Al hacerse cargo del Gobierno el General don José de Lemery dictó la siguiente _Circular_, con fecha 1º de febrero de 1856, á fin de establecer _Escuelas Rurales_ y aumentar la concurrencia de los niños á la de los pueblos. Dice así dicha Circular:

“El Director de la Academia de Buenas Letras, en comunicación de 7 diciembre último, me dijo lo siguiente: Exmo. Señor: La Academia de Buenas Letras cuya misión especial es la de inspeccionar las escuelas de Instrucción primaria para procurar el adelantamiento de la juventud que á ellas concurre y para que la instrucción que reciban sea sólida y perfecta, ha visto por las actas que han celebrado las Juntas del ramo en los pueblos de la Isla, á consecuencias de los exámenes públicos que tuvieron lugar en el mes de julio último, que si bien los niños han demostrado su aprovechamiento y los profesores esmero por la enseñanza, el número de alumnos que en ellas se contiene no guarda proporción con el de familias que tiene cada pueblo, y que la asistencia de niños pobres á dichos establecimientos es también escasa, habiendo muchos de ellos donde no concurre el número de aquella clase, que está prefijado á cada escuela por Circular muy reciente del Superior Gobierno. Es también obligación de la Academia, según lo previenen sus Estatutos, procurar el fomento de la enseñanza primaria, elevando á la superior resolución de V. E. las medidas que considere prudentes para lograrlo; y fiel observadora de este precepto, le someterá aquellas que en su humilde concepto considera suficientes, á tan importante fin. Generalmente hay un abandono por parte de algunos padres de familia, que habitan en los campos, para dar educación á sus hijos, ya porque su ignorancia les hace creer que sin aquella pueden ser ricos sus hijos como lo han sido ellos, ya porque la distancia á que viven del pueblo donde se haya situada la escuela pública no les permita enviar á ella sus hijos atravesando ríos y montañas, y ya en fin, es lo más común, faltos de medios con que poder vestir á aquellos y aún alimentarlos mientras se hallen fuera de su casa, prefieren mantenerlos en la ignorancia; y en este estado selvático ocuparles en las faenas domésticas y del campo, antes que privarse de sus servicios para que vayan á recibir una educación moral y religiosa, que ha de hacerlos un día miembros útiles á la sociedad; ¡cuántos delitos se evitarían, que no dejan de afectar al buen nombre y moralidad del país!

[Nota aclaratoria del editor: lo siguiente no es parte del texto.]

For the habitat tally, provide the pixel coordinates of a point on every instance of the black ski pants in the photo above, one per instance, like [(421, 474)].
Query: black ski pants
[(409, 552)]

“El Gobierno de esta Isla, celoso por el fomento de la educación, porque sabe que mientras más instruído es un pueblo, cumple mejor sus disposiciones; determinó oportunamente, al saber los inconvenientes que se presentaban para el fomento de objeto tan importante, que en los barrios de los pueblos se establecieran _Escuelas Rurales_, facilitándoles la manera de obtener profesores y medios con que sostenerlos; y si hoy no se hallan generalizadas, culpa es de aquellos padres de familia que despreciando las facilidades que se les presentan, prefieren vivir, ellos y sus hijos, en la ignorancia.

“Cuando los pueblos desatienden la voz paternal del Gobierno y descuidan así la observancia de medidas convenientes á su bienestar, preciso es adoptar el temperamento que tomara la Prusia, pasando una visita domiciliara á cada casa para saber el número de niños y disponer que fuesen al aula á recibir la educación necesaria y por cuyo medio ha conseguido que el pueblo sea más instruido en los primeros elementos y quizá el que guarde más proporción con los demás del mundo, entre el número de familias y los niños que concurren á las escuelas. Pudiera aquí ensayarse este sistema, pasando los Alcaldes acompañado de un individuo de las Comisiones de pueblo, una visita á cada casa para saber el número de niños que en ellas existen, expresando en la nota, que habrán de tomar, los que se hallan en estado de concurrir á la escuela por su edad y demás circunstancias, y los que asisten á ella, expresando la clase á que corresponde y si son pobres ó pudientes, cuya diligencia harán también en los barrios del campo.

“Obtenida esta relación, darán cuenta á la Junta del pueblo, para que ésta excite á los padres de familia á que envíen sus hijos á la escuela; encareciéndoles las ventajas de una buena educación; disponiendo que los de la clase pobre concurran á ella aun cuando no tengan un vestido decente, y por todo dos horas diarias, para lo cual se pondrán de acuerdo con el profesor que dirije el establecimiento público; á fin de que el local sea suficiente al número de niños que haya de recibir. Y por este medio, unido á las excitaciones que también podrán hacer á los vecinos mejor acomodados de los barrios para que en estos establezcan _Escuelas Rurales_, así para sus hijos como para la clase pobre; buscando ellos el sugeto que ha de encargarse de la enseñanza; así se logrará el difundir una instrucción, sino sólida y suficiente para carreras literarias, al menos lo que conviene para la moralidad y bienandanza públicas.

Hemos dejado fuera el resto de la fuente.